Indem er mit der Hand sie sanft zurücke schiebt,
Beschaut er seitwärts sie mit halb geschloßnen Blicken
Vom Gürtel bis zum Fuß, und sieht (beschämt vielleicht,
Doch ohne Gram) wie wenig sie ihm gleicht.
 
67.
    Und nun beginnt er ihr umständlich zu erzählen,
Wie er den Strand erreicht, und dreymahl Tag und Nacht
Mit einem Schmerz, wozu ihm Worte fehlen,
Sein Liebstes auf der Welt zu suchen zugebracht.
Wie er hierher verirrt, und wie durch Zaubermacht
Sich eine Fee bemüht ihr seine Treu' zu stehlen;
Wie stark sie ihn versucht, wie streng er sie behandelt,
Wie grausam sie getobt, und – wie sie ihn verwandelt.
 
68.
    Ob sein Bericht durchaus so zuverlässig war
Als Dejanir' ihn nahm, das können wir nicht wissen.
Zwar hätte sich Zerbin die Lippen fast zerbissen,
Und lächelnd zog den Mund der Paladin sogar;
Allein das gute Kind fand alles sonnenklar,
Und gab sich viele Müh ihn gutes Muths zu küssen:
Sie schwor bey Amors Pfeil und bey Dionens Taube,
Daß sie zufrieden sey, und daß sie alles glaube.
 
69.
Ihr däucht sogar daß ihm sein Schweif recht artig stand,
Und daß kein Hirsch so schlanke Beine habe;
Kurz, ihrem Urtheil nach, war er ein feiner Knabe;
Je mehr sie ihn besah, je mehr sie Reitze fand.
Was ist so ungestalt, das Amors Zauberband,
So lang' der Irrthum dau'rt, mit Anmuth nicht begabe?
Sah nicht Titania in liebeskrankem Wahn
Den Esel Klaus für einen Sylfen an?Shakespeares Titania im St. Johannis Nachtstraum.
 
70.
    Daß seine Pferdgestalt den Prinzen mächtig ziere,
Gesteht Zerbin der Dame höflich ein;
Doch, ob der Hof zu Kaschemire
Bey seiner Wiederkunft die gleiche Meinung führe,
Das, meint er, möchte wohl noch eine Frage seyn.

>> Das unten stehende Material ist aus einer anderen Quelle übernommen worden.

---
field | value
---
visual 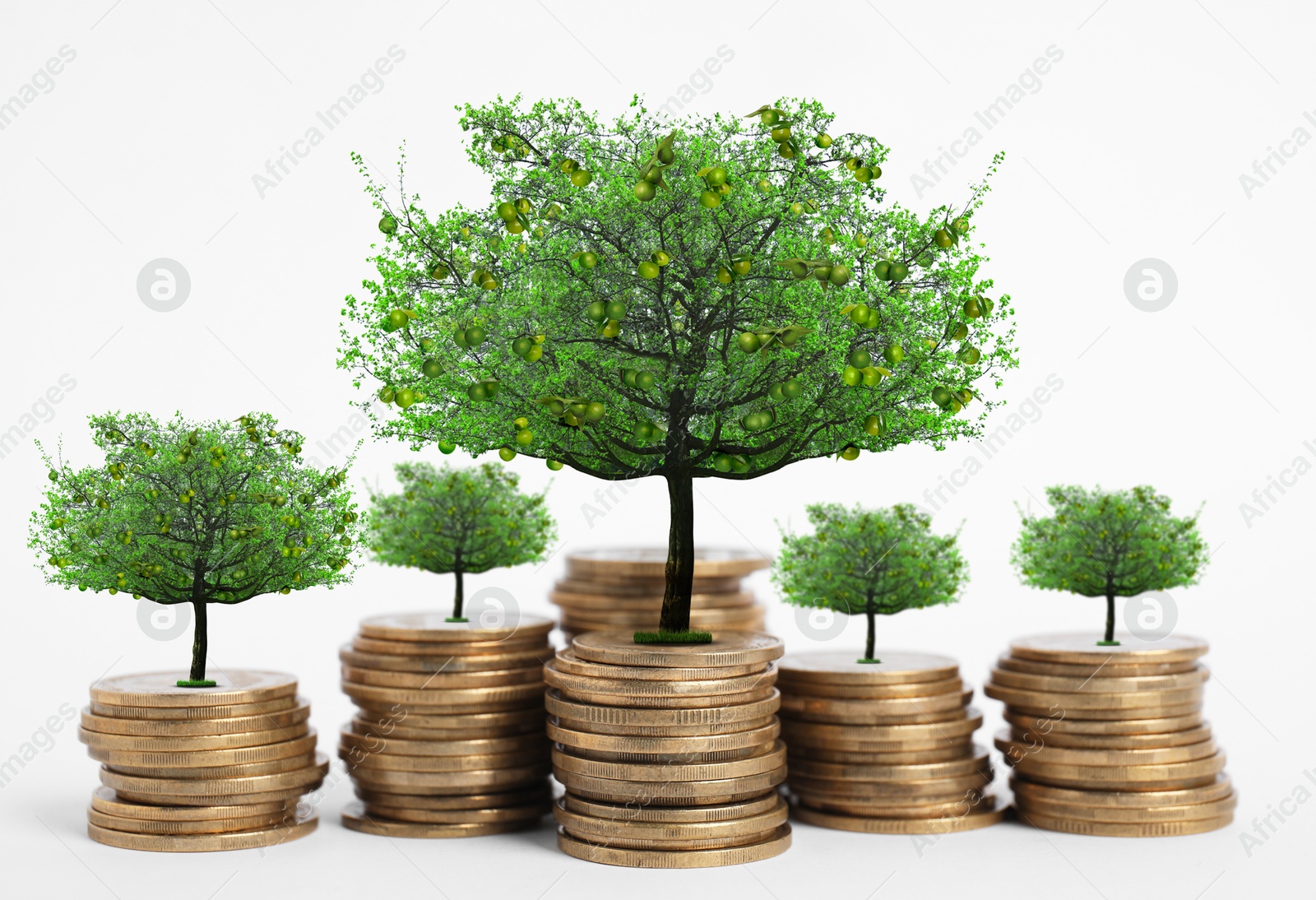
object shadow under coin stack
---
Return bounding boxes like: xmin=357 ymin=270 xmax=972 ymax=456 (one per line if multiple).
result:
xmin=985 ymin=634 xmax=1237 ymax=837
xmin=77 ymin=671 xmax=329 ymax=851
xmin=544 ymin=632 xmax=791 ymax=869
xmin=338 ymin=613 xmax=553 ymax=838
xmin=549 ymin=547 xmax=768 ymax=641
xmin=778 ymin=652 xmax=1004 ymax=834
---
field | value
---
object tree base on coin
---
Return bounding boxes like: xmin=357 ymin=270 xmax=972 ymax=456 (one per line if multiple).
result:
xmin=634 ymin=629 xmax=713 ymax=643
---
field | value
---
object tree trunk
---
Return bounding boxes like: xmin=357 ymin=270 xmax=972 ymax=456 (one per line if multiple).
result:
xmin=188 ymin=600 xmax=208 ymax=681
xmin=658 ymin=470 xmax=695 ymax=632
xmin=864 ymin=599 xmax=878 ymax=659
xmin=452 ymin=568 xmax=466 ymax=619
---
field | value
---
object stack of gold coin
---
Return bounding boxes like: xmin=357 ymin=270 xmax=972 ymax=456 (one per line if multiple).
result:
xmin=778 ymin=652 xmax=1004 ymax=834
xmin=338 ymin=613 xmax=553 ymax=838
xmin=77 ymin=671 xmax=329 ymax=851
xmin=544 ymin=632 xmax=791 ymax=869
xmin=985 ymin=634 xmax=1237 ymax=837
xmin=549 ymin=547 xmax=768 ymax=641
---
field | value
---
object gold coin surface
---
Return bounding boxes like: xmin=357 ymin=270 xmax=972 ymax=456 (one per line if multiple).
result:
xmin=778 ymin=650 xmax=959 ymax=687
xmin=791 ymin=805 xmax=1005 ymax=834
xmin=558 ymin=825 xmax=791 ymax=869
xmin=87 ymin=812 xmax=320 ymax=852
xmin=81 ymin=701 xmax=311 ymax=737
xmin=1009 ymin=634 xmax=1209 ymax=665
xmin=571 ymin=632 xmax=785 ymax=669
xmin=90 ymin=670 xmax=298 ymax=707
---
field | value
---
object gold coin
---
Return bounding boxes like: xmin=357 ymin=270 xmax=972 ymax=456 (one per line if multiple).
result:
xmin=1017 ymin=810 xmax=1233 ymax=837
xmin=90 ymin=784 xmax=288 ymax=823
xmin=983 ymin=681 xmax=1202 ymax=718
xmin=109 ymin=751 xmax=316 ymax=780
xmin=781 ymin=688 xmax=974 ymax=725
xmin=338 ymin=643 xmax=553 ymax=672
xmin=568 ymin=547 xmax=770 ymax=580
xmin=351 ymin=762 xmax=551 ymax=795
xmin=351 ymin=636 xmax=550 ymax=661
xmin=778 ymin=678 xmax=965 ymax=703
xmin=991 ymin=669 xmax=1208 ymax=694
xmin=87 ymin=812 xmax=320 ymax=852
xmin=77 ymin=721 xmax=311 ymax=753
xmin=995 ymin=731 xmax=1216 ymax=766
xmin=81 ymin=703 xmax=311 ymax=737
xmin=338 ymin=745 xmax=549 ymax=773
xmin=996 ymin=656 xmax=1202 ymax=678
xmin=558 ymin=825 xmax=791 ymax=869
xmin=342 ymin=680 xmax=544 ymax=713
xmin=790 ymin=745 xmax=991 ymax=782
xmin=87 ymin=810 xmax=294 ymax=834
xmin=544 ymin=659 xmax=776 ymax=700
xmin=353 ymin=780 xmax=553 ymax=812
xmin=558 ymin=790 xmax=781 ymax=828
xmin=553 ymin=647 xmax=770 ymax=681
xmin=360 ymin=612 xmax=555 ymax=643
xmin=1004 ymin=709 xmax=1202 ymax=735
xmin=791 ymin=806 xmax=1005 ymax=834
xmin=781 ymin=707 xmax=983 ymax=753
xmin=571 ymin=632 xmax=783 ymax=674
xmin=553 ymin=766 xmax=785 ymax=806
xmin=1011 ymin=750 xmax=1226 ymax=791
xmin=1009 ymin=725 xmax=1211 ymax=750
xmin=87 ymin=729 xmax=318 ymax=768
xmin=548 ymin=721 xmax=781 ymax=755
xmin=553 ymin=740 xmax=785 ymax=782
xmin=1015 ymin=793 xmax=1239 ymax=823
xmin=87 ymin=696 xmax=307 ymax=722
xmin=341 ymin=666 xmax=544 ymax=691
xmin=90 ymin=670 xmax=298 ymax=707
xmin=787 ymin=784 xmax=996 ymax=819
xmin=791 ymin=770 xmax=994 ymax=803
xmin=778 ymin=650 xmax=959 ymax=692
xmin=1009 ymin=634 xmax=1209 ymax=666
xmin=1009 ymin=775 xmax=1233 ymax=810
xmin=100 ymin=753 xmax=329 ymax=796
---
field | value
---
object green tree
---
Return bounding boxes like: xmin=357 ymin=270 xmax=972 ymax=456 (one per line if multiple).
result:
xmin=368 ymin=463 xmax=557 ymax=623
xmin=1012 ymin=485 xmax=1208 ymax=646
xmin=340 ymin=97 xmax=1016 ymax=633
xmin=772 ymin=503 xmax=969 ymax=662
xmin=29 ymin=412 xmax=360 ymax=687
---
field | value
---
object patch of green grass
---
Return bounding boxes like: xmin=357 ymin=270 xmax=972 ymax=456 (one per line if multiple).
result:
xmin=175 ymin=678 xmax=217 ymax=687
xmin=634 ymin=630 xmax=713 ymax=643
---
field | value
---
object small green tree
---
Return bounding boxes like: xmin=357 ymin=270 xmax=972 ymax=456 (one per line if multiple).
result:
xmin=772 ymin=503 xmax=969 ymax=663
xmin=29 ymin=412 xmax=360 ymax=687
xmin=340 ymin=97 xmax=1016 ymax=638
xmin=368 ymin=463 xmax=557 ymax=623
xmin=1012 ymin=485 xmax=1208 ymax=646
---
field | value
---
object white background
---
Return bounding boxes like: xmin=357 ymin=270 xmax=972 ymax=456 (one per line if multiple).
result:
xmin=0 ymin=0 xmax=1316 ymax=900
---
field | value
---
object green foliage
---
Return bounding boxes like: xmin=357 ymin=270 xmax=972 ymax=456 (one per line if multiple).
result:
xmin=29 ymin=413 xmax=360 ymax=604
xmin=340 ymin=97 xmax=1016 ymax=479
xmin=1012 ymin=485 xmax=1208 ymax=597
xmin=368 ymin=462 xmax=557 ymax=573
xmin=772 ymin=503 xmax=969 ymax=618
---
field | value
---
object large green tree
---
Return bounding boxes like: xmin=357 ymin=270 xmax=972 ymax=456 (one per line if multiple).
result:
xmin=340 ymin=97 xmax=1016 ymax=633
xmin=1012 ymin=485 xmax=1209 ymax=646
xmin=29 ymin=413 xmax=360 ymax=687
xmin=772 ymin=503 xmax=969 ymax=662
xmin=368 ymin=463 xmax=557 ymax=623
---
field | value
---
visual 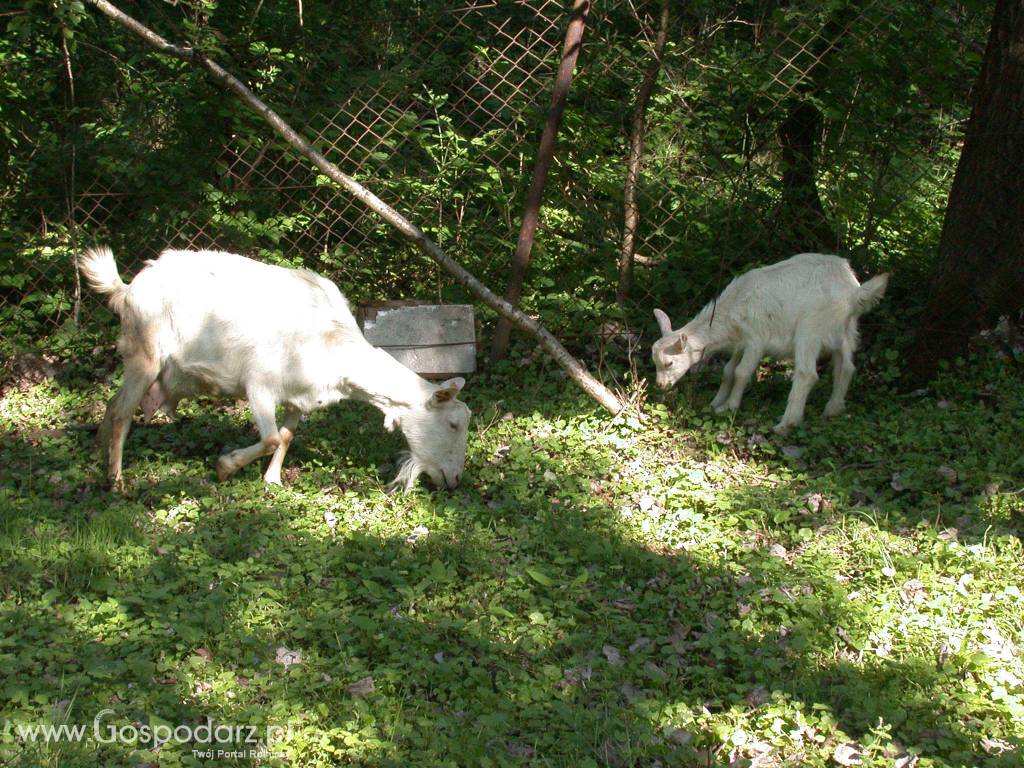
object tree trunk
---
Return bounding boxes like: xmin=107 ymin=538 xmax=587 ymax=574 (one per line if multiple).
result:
xmin=86 ymin=0 xmax=625 ymax=413
xmin=615 ymin=0 xmax=669 ymax=304
xmin=909 ymin=0 xmax=1024 ymax=385
xmin=778 ymin=99 xmax=836 ymax=252
xmin=490 ymin=0 xmax=590 ymax=360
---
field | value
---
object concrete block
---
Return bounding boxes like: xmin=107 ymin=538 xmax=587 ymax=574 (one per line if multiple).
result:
xmin=358 ymin=301 xmax=476 ymax=379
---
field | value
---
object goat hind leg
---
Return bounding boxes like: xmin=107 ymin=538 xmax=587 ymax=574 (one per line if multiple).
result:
xmin=823 ymin=338 xmax=856 ymax=419
xmin=773 ymin=343 xmax=819 ymax=435
xmin=98 ymin=354 xmax=160 ymax=489
xmin=263 ymin=408 xmax=302 ymax=485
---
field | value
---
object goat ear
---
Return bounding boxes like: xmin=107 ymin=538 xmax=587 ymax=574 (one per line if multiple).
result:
xmin=654 ymin=309 xmax=672 ymax=336
xmin=428 ymin=376 xmax=466 ymax=406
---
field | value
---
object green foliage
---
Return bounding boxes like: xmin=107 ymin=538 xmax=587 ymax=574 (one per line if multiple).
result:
xmin=0 ymin=356 xmax=1024 ymax=768
xmin=0 ymin=0 xmax=991 ymax=351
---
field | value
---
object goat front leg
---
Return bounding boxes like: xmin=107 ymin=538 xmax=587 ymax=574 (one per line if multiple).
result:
xmin=773 ymin=341 xmax=820 ymax=435
xmin=711 ymin=347 xmax=743 ymax=411
xmin=263 ymin=408 xmax=302 ymax=485
xmin=715 ymin=343 xmax=764 ymax=413
xmin=217 ymin=391 xmax=281 ymax=482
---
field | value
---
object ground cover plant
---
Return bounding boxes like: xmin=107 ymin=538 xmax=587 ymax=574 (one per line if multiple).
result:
xmin=0 ymin=348 xmax=1024 ymax=767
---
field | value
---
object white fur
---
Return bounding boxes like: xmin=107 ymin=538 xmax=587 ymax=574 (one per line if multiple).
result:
xmin=651 ymin=253 xmax=889 ymax=434
xmin=80 ymin=248 xmax=470 ymax=490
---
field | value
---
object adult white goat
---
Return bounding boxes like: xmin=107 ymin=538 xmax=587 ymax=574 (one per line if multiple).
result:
xmin=651 ymin=253 xmax=889 ymax=434
xmin=80 ymin=248 xmax=470 ymax=490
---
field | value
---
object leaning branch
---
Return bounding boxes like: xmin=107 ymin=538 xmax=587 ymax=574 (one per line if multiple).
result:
xmin=86 ymin=0 xmax=625 ymax=413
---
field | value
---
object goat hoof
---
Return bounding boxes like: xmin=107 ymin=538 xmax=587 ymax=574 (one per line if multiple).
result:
xmin=217 ymin=456 xmax=234 ymax=482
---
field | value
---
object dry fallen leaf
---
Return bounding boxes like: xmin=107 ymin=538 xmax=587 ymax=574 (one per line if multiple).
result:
xmin=347 ymin=675 xmax=376 ymax=696
xmin=833 ymin=744 xmax=863 ymax=766
xmin=273 ymin=645 xmax=302 ymax=670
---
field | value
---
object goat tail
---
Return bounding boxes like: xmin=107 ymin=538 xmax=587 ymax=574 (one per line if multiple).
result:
xmin=857 ymin=272 xmax=889 ymax=314
xmin=78 ymin=246 xmax=128 ymax=314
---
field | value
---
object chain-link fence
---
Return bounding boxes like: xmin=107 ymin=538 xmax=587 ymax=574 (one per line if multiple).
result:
xmin=0 ymin=0 xmax=988 ymax=364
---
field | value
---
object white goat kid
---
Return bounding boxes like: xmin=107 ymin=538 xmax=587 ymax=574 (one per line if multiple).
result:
xmin=80 ymin=248 xmax=470 ymax=490
xmin=651 ymin=253 xmax=889 ymax=434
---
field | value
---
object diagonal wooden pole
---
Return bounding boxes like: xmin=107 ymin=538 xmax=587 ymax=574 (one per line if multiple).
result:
xmin=490 ymin=0 xmax=590 ymax=360
xmin=86 ymin=0 xmax=626 ymax=414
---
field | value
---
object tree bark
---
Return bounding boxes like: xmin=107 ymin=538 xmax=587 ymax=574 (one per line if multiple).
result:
xmin=778 ymin=99 xmax=836 ymax=251
xmin=615 ymin=0 xmax=669 ymax=304
xmin=490 ymin=0 xmax=590 ymax=360
xmin=908 ymin=0 xmax=1024 ymax=386
xmin=86 ymin=0 xmax=625 ymax=413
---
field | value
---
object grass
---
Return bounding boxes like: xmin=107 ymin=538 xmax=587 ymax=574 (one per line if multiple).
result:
xmin=0 ymin=350 xmax=1024 ymax=768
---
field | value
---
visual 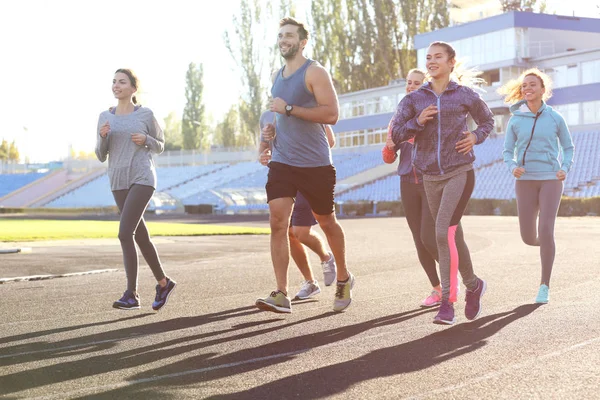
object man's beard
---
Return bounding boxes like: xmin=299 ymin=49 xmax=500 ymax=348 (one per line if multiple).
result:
xmin=279 ymin=45 xmax=300 ymax=60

Zum Wechsel eines Staats sey oft die Ursach' klein;
Ein Roßschweif, welcher einst das Waffenglück der Türken
Entschieden, könnte leicht des Prinzen Fall bewirken.
 
71.
    Mir scheint (so fuhr er fort) zu eurer Sicherheit
Der beste Rath, die Füße nicht zu sparen,
Zumahl da ihr so wohl beritten seyd.
Es wohnt ein Zauberer mit silbergrauen Haaren
Auf dem bewölkten Haupt des Atlas eingeschneit;
Ein Mann, der alles weiß, im Himmel so erfahren
Als wär' er da zu Haus; ihm sind im Ocean,
In Feuer, Erd' und Luft die Geister unterthan.
 
72.
    Den sucht und fragt um Rath; wenn der es thunlich findet,
Ist die Entzauberung des Prinzen leicht geschehn.
Dem fürstlichen Centaur scheint dieser Rath gegründet,
Und ohne Zeitverlust entschließt er sich zu gehn.
Die Schöne, von Begier entzündet,
Den alten Zauberer und seinen Bart zu sehn,
Dankt ihren Rettern sehr, springt auf des Prinzen Rücken,
Schlingt jeden Arm um ihn, und fliegt aus ihren Blicken.
 
73.
    Der Paladin, der nun sein ritterliches Amt
In diesem Schloß vollbracht zu haben glaubet,
Läßt alle übrigen der Wirksamkeit beraubet.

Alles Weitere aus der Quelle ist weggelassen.